Sunday, March 15, 2015

DMITRY ANTONOVICH VOLKOGONOV, (1928–1995)




(1928-1995), Soviet and Russian military and political figure, historian, and philosopher.

Colonel General Volkogonov was born in Chita province, the son of a minor civil servant who was shot in 1937. Without knowledge of his father's true fate, Volkogonov entered military service in 1949 and rose rapidly in rank. As a political officer after 1971, he held various posts within the Soviet Ministry of Defense, eventually becoming deputy chief (1984-1988) of the Main Political Administration.
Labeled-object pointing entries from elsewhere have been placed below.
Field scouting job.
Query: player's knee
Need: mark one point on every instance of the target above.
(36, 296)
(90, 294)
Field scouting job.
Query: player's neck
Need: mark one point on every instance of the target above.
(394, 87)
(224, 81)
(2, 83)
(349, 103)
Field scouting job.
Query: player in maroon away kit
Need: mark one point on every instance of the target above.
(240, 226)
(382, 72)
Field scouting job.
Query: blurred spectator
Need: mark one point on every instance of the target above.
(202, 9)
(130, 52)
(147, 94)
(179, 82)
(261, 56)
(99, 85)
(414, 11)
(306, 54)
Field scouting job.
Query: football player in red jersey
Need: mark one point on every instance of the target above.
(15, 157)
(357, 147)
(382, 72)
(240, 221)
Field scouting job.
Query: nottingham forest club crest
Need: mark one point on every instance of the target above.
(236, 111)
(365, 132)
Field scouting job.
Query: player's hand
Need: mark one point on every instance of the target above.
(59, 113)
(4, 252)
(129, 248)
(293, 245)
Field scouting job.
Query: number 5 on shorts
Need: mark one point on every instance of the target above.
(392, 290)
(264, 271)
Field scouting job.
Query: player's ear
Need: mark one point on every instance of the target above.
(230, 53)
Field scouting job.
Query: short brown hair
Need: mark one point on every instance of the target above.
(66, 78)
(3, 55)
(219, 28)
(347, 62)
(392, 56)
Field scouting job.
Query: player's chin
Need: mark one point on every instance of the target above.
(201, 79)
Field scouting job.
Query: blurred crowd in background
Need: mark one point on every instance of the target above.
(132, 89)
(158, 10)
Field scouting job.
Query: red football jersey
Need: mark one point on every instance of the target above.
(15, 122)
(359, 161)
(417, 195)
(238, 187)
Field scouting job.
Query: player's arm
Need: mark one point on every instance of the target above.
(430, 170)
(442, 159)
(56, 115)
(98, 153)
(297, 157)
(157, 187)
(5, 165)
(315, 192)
Although known as an ideological hardliner, Volkogonov's foreign experiences gave rise to grave doubts about the Soviet system. Travels in the Third World taught him that revolutionary leaders sought only cynical advantage from the Soviets. An academic visit to the West convinced him that capitalist societies had produced greater equalities than their supposedly egalitarian socialist counterparts. He was already reading suppressed writers when he learned the truth about his father's death-that he had been executed as an enemy of the people. Hence sprang the desire to expose the truth about Stalin and his times.

Estrangement from the military-political leadership precipitated Volkogonov's transfer to the USSR Institute of Military History. There, while chief from 1988 to 1991, his subordinates' revisionist draft history of the Great Patriotic War, coupled with his growing adherence to democratic ideals and an unorthodox evaluation of the Stalinist legacy, provoked clashes with the Ministry of Defense. Following the Soviet collapse, he served from 1991 to 1995 as security adviser to President Boris Yeltsin, while simultaneously championing democratic causes and chairing several parliamentary commissions as a Duma deputy associated with the Left-Centrist Bloc. Before his turn against Soviet convention, Volkogonov's more significant works, including Marxist-Leninist Teachings about War and the Army (1984) and The Psychology of War (1984) reflected orthodox zeal. However, his subsequent conviction that the Soviet system had been flawed from the beginning permeated his historical works, including a revisionist biography of Stalin, Triumph and Tragedy (1990), and later volumes on Trotsky, Lenin, and other significant early Soviet leaders.